Kids Disease Child Disease Encyclopedia
Illustration representing Turner Syndrome (45,X)
Moderate Chromosomal Aneuploidies & Structural Anomalies

Turner Syndrome (45,X)

Sex Chromosome Aneuploidy Syndrome (Monosomy X)

Primary risk age: Infancy through Adolescence (Often diagnosed in infancy due to physical features, or in adolescence due to short stature/amenorrhea; affects girls)

Urgency
Moderate
Typical age
Infancy through Adolescence (Often diagnosed in infancy due to physical features, or in adolescence due to short stature/amenorrhea; affects girls)
Body system
Genetic & Chromosomal

Typical course: This is a lifelong chromosomal genetic condition requiring active management during growth and transition to adulthood.

Reviewed against AAP · CDC · WHO · NHS guidance Last reviewed 2026-06-13

1. Summary & Pathophysiology

Sex Chromosome Aneuploidy Syndrome (Monosomy X)

Pathophysiology (Development Path)

The lack of the second sex chromosome leads to the accelerated loss of oocytes in fetal ovaries, resulting in "streak ovaries" and estrogen deficiency. A deficiency in the SHOX gene on the X chromosome causes short stature and skeletal anomalies.

Primary Causes & Etiology

Loss of one of the sex chromosomes (X chromosome) during gametogenesis or early mitotic division, resulting in a 45,X karyotype (or mosaicism).

2. Symptom Continuum

  1. Early Onset Signs

    Lymphedema (swelling) of the hands and feet at birth, a webbed neck (cystic hygroma remnant), a low posterior hairline, and a broad chest with widely spaced nipples.

  2. Progressive Phase

    Progressive growth failure leading to short stature (typically apparent by age 5). Normal intelligence but potential difficulty with spatial processing.

  3. Severe Indicators

    Primary amenorrhea (failure to start periods) and lack of breast development due to ovarian dysgenesis (gonadal streak). Congenital heart anomalies, particularly Coarctation of the Aorta and bicuspid aortic valve.

3. Clinical Verification

Confirmed by chromosomal karyotype analysis showing a 45,X configuration or mosaic variant.

4. Care & Elements Plan

Primary Care Treatment Plan

Initiate recombinant growth hormone therapy in early childhood to maximize adult height. Begin estrogen replacement therapy around age 11-12 to induce puberty, breast development, and support bone health, transitioning to cyclic progesterone.

Home Support Elements

Monitor growth closely using specialized Turner syndrome growth charts. Support self-esteem and address learning concerns related to spatial skills.

Generic Active Ingredients (No Brands)

  • Somatropin (generic recombinant growth hormone active ingredient)
  • Estradiol (generic active estrogen replacement ingredient)
  • Progesterone (generic active progestin hormone).

Lists active elements only.
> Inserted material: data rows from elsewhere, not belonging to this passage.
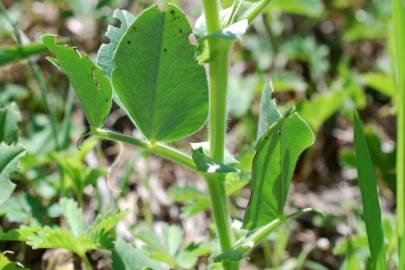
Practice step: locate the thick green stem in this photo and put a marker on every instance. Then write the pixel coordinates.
(162, 150)
(398, 11)
(218, 82)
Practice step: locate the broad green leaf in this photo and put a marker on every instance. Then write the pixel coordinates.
(156, 77)
(268, 113)
(368, 187)
(10, 117)
(9, 158)
(311, 8)
(91, 85)
(105, 55)
(15, 53)
(277, 152)
(6, 264)
(126, 257)
(208, 165)
(74, 216)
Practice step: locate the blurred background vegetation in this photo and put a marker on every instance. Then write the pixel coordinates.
(324, 57)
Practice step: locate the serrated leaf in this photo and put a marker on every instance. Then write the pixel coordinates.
(9, 158)
(48, 237)
(89, 82)
(126, 257)
(268, 113)
(208, 165)
(102, 230)
(105, 55)
(165, 95)
(73, 216)
(368, 187)
(277, 152)
(10, 117)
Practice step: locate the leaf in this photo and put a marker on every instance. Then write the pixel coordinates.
(10, 117)
(90, 84)
(268, 113)
(6, 264)
(165, 95)
(368, 188)
(16, 53)
(105, 55)
(311, 8)
(208, 165)
(74, 216)
(172, 237)
(9, 158)
(277, 152)
(103, 228)
(47, 237)
(126, 257)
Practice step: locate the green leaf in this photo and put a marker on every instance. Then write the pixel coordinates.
(6, 264)
(10, 117)
(47, 237)
(277, 152)
(126, 257)
(105, 55)
(172, 237)
(91, 86)
(208, 165)
(74, 216)
(9, 158)
(311, 8)
(102, 229)
(368, 188)
(268, 113)
(165, 95)
(16, 53)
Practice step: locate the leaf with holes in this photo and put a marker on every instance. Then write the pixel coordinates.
(277, 152)
(160, 84)
(91, 85)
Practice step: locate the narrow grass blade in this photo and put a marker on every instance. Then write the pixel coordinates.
(398, 13)
(371, 205)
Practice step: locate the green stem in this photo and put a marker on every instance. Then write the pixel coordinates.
(218, 81)
(255, 11)
(398, 9)
(162, 150)
(86, 262)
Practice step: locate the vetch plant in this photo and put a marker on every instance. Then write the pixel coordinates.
(156, 76)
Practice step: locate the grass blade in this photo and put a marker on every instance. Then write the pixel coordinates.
(398, 13)
(368, 188)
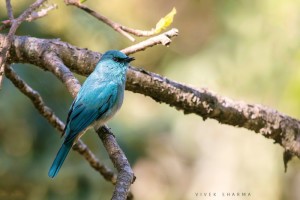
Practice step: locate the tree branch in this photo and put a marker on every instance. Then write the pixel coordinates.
(15, 25)
(270, 123)
(125, 31)
(125, 173)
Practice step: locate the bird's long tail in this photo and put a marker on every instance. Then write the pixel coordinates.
(59, 159)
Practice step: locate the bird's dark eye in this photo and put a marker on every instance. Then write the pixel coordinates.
(117, 59)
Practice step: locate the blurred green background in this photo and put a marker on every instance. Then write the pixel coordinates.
(245, 50)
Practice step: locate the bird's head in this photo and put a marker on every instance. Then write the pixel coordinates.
(116, 56)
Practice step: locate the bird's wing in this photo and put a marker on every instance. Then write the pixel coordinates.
(90, 105)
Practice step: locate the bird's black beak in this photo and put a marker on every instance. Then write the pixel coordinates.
(129, 59)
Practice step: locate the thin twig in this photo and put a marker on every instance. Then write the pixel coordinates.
(15, 24)
(125, 173)
(9, 10)
(126, 31)
(33, 16)
(49, 115)
(41, 13)
(164, 39)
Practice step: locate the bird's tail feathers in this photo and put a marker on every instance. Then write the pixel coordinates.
(59, 159)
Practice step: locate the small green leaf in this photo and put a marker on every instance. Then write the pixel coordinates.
(163, 23)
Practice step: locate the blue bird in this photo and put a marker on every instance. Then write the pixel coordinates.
(99, 98)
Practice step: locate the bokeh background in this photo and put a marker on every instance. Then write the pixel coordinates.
(245, 50)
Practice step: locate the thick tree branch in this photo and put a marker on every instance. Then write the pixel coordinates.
(125, 173)
(272, 124)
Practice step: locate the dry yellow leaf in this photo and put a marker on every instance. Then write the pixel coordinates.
(163, 23)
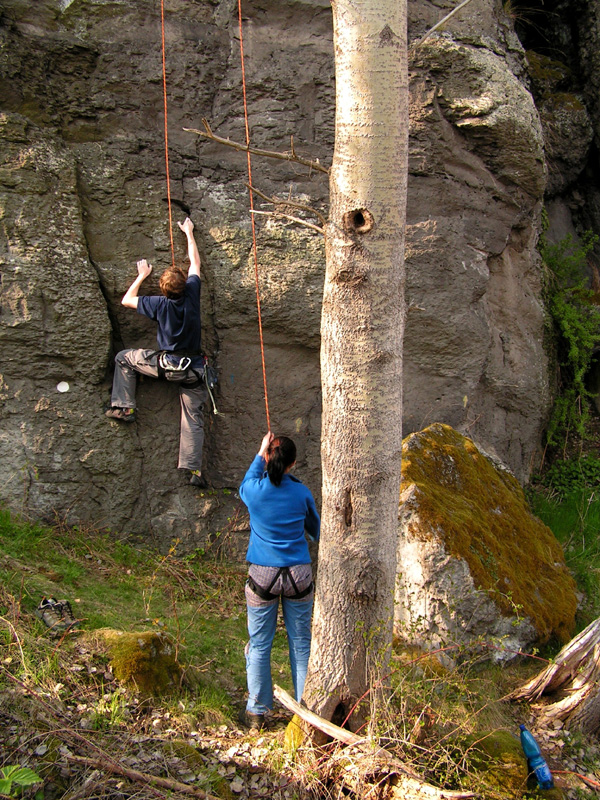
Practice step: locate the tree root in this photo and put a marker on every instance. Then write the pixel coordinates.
(404, 782)
(574, 677)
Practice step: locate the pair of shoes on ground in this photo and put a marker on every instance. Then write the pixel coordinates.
(56, 615)
(197, 479)
(254, 722)
(121, 414)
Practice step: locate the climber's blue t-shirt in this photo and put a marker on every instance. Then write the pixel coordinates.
(178, 320)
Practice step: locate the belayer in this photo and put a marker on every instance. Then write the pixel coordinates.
(177, 314)
(281, 510)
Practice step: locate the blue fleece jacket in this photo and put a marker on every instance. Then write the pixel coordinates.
(278, 517)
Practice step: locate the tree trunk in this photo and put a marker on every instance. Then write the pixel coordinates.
(361, 359)
(573, 679)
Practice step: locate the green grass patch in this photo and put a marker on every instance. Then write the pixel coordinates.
(113, 584)
(575, 521)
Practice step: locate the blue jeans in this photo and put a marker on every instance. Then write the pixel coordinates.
(262, 622)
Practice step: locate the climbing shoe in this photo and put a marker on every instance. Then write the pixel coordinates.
(197, 479)
(122, 414)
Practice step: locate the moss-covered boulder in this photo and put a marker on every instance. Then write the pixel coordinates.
(145, 660)
(474, 563)
(495, 763)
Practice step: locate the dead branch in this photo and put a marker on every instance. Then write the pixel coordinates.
(281, 215)
(291, 203)
(574, 678)
(441, 22)
(142, 777)
(291, 156)
(409, 785)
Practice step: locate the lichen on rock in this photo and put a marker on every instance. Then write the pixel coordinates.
(474, 563)
(144, 660)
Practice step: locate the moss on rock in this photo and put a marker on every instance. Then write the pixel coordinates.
(143, 660)
(455, 494)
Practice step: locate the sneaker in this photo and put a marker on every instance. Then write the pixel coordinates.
(67, 619)
(197, 479)
(56, 615)
(254, 722)
(122, 414)
(49, 612)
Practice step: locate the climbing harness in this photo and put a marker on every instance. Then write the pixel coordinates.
(285, 574)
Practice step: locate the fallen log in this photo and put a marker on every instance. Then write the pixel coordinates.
(407, 784)
(574, 679)
(142, 777)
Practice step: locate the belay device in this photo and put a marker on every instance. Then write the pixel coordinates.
(210, 379)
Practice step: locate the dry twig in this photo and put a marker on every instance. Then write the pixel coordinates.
(291, 156)
(142, 777)
(409, 785)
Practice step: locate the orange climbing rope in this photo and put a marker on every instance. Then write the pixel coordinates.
(162, 24)
(254, 246)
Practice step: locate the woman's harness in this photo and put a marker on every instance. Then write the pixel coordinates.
(285, 574)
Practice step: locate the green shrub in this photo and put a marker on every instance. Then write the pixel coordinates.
(575, 319)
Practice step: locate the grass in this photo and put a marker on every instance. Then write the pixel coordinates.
(110, 583)
(426, 721)
(574, 518)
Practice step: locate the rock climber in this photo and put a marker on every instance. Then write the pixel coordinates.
(177, 314)
(281, 510)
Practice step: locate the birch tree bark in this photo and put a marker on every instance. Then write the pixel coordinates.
(361, 360)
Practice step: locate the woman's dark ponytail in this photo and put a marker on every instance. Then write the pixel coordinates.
(282, 454)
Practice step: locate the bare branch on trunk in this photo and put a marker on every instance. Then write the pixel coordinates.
(291, 156)
(276, 201)
(281, 215)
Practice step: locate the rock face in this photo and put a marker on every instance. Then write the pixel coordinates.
(473, 562)
(82, 191)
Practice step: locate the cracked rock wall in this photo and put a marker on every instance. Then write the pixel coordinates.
(82, 196)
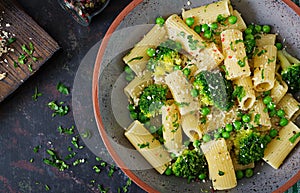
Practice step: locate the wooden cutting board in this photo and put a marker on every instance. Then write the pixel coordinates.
(17, 22)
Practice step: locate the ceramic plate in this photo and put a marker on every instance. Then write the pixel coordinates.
(110, 102)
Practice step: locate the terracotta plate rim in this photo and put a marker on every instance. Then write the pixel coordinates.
(96, 107)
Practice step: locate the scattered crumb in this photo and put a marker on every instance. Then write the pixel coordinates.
(2, 75)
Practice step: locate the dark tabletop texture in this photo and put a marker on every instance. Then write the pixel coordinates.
(25, 123)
Never administer self-designed therapies.

5. Doctor Critical Lines

Critical Thresholds: When to See a Doctor

Seek evaluation if a girl has unexplained short stature, lack of pubertal development, or if newborn features like webbed neck or swollen feet were present.

6. Vaccine & Prevention

Routine Prophylaxis (Prevention)

No preventative measures exist, as this is a random genetic nondisjunction event.

Immunization Context

No specific immunizations are associated with this chromosomal condition.

7. Timelines & Outlook

Active Timeline

This is a lifelong chromosomal genetic condition requiring active management during growth and transition to adulthood.

Expected Prognosis

Good. With growth hormone and estrogen therapy, girls can achieve normal height ranges and lead fulfilling lives, though fertility is generally absent (except via assisted reproduction).

Potential Untreated Complications

Coarctation of the aorta, aortic dissection, hypertension, horseshoe kidney, hypothyroidism, osteoporosis, and hearing loss.